= List of companies affected by the dot-com bubble =

This is a list of companies that were affected by the dot-com bubble.

== Companies ==
- 3Com: Shares soared after announcing the corporate spin-off of Palm, Inc.
- 360networks: A fiber optic company that had a market capitalization of over $13 billion but filed for bankruptcy a few months later.
- AboveNet: Its stock rose 32% on the day it announced a stock split.
- Actua Corporation (formerly Internet Capital Group): A company that invested in B2B e-commerce companies, it reached a market capitalization of almost $60 billion at the height of the bubble, making Ken Fox, Walter Buckley, and Pete Musser billionaires on paper.
- Airspan Networks: A wireless firm; in July 2000, its stock price doubled on its first day of trading as investors focused on telecommunications companies instead of dot-com companies.
- Akamai Technologies: Its stock price rose over 400% on its first day of trading in October 1999.

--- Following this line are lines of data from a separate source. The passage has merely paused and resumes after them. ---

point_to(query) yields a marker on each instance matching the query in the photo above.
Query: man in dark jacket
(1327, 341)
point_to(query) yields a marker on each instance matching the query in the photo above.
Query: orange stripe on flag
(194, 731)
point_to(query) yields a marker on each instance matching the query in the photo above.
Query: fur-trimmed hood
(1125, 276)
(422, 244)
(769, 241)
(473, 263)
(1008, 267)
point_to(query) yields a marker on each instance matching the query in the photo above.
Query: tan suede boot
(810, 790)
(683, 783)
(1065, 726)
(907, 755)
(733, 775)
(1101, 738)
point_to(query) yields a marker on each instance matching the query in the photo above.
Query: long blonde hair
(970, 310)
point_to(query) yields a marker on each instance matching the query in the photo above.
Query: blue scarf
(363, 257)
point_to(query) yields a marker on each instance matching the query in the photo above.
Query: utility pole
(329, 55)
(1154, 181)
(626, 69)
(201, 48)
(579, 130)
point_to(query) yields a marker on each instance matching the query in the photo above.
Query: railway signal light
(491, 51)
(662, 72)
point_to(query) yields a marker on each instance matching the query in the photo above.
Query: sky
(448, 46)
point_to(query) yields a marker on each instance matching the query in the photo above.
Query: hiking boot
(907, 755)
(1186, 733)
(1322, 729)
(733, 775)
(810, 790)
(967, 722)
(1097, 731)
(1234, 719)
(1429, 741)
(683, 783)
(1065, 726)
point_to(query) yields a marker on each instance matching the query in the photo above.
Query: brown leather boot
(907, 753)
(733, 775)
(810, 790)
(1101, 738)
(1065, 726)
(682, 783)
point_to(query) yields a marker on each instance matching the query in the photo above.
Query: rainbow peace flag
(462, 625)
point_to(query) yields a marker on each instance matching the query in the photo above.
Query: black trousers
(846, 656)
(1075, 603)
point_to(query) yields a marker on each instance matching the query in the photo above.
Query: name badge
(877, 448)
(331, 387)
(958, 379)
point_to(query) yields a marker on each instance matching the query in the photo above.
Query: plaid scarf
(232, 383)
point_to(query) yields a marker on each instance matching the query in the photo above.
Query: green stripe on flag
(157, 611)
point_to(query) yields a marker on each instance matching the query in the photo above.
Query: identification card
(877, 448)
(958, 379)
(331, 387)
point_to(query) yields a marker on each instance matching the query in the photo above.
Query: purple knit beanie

- AltaVista: A Web search engine established in 1995. It became one of the most-used early search engines, but lost ground to Google and was purchased by Yahoo! in 2003.
- Alteon WebSystems: Its shares soared 294% on its first day of trading.
- Amazon.com: The company's stock fell over 90% across two years, from a high of US$107 to a low of US$7. Amazon stock briefly recovered in 2007, but again dropped in the 2008 market crash and did not recover until 2010.
- Beenz.com: A website where digital currency called Beenz was earned by shopping online, visiting websites etc.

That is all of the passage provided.